In the Ngondro practice of Refuge and Prostrations, we demonstrate this commitment symbolically by visualizing the objects of Refuge in front of us and prostrating on the ground each time we recite the Refuge prayer. Accumulating large numbers of prostrations, this becomes a very intense physical and mental activity, a vibrant and transformative offering of body, speech and mind. Moreover, we visualize and imagine that not only am I, the individual, prostrating before the objects of Refuge, but I am doing this alongside *all* sentient beings -- humans, animals, fishes, birds, bugs and all. Through this, we recognize our interconnectedness with all beings, the fact that we are all in this mess together, and we all need the same wisdom (whether we know it or not) in order to transcend the seemingly endless cycle of suffering in which we're all stuck. This brings in an element of the basic Mahayana view of compassion for others as the basis upon which genuine enlightenment becomes possible -- the view of the Bodhisattva path.

In a talk here at the Abbey recently, Tim Olmsted said that the nature of the basic Refuge vow is that we begin to take responsibility for ourselves, while the nature of the Bodhisattva vow is that we begin to take responsibility for others. Olmsted was a student of Tulku Urgyen Rinpoche (incidentally, I've been reading Urgyen's memoir "Blazing Splendor" at bedtime each night for the past month or so, and it's wild). He once asked Tulku Urgyen, "Rinpoche, my mind is not very strong.
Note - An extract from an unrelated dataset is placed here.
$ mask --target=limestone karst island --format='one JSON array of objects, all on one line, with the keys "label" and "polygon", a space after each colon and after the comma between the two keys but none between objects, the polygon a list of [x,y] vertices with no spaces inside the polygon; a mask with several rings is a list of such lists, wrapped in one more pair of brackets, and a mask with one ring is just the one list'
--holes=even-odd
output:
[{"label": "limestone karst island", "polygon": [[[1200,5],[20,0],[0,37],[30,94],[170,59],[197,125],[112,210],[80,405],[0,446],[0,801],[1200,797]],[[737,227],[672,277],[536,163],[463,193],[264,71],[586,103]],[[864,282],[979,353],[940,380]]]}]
Please remind me again, what is the main point?" Tulku Urgyen replied: "Compassion for those who have not realized the View, devotion for those who have, and genuine love and affection for all beings without exception."

From the Mahayana point of view, that is the nature of taking Refuge: devotion for the view of liberation and enlightenment and those who have realized it, and compassion for those (including ourselves) who have not. On the basis of this devotion and compassion, love and affection for all sentient beings becomes possible.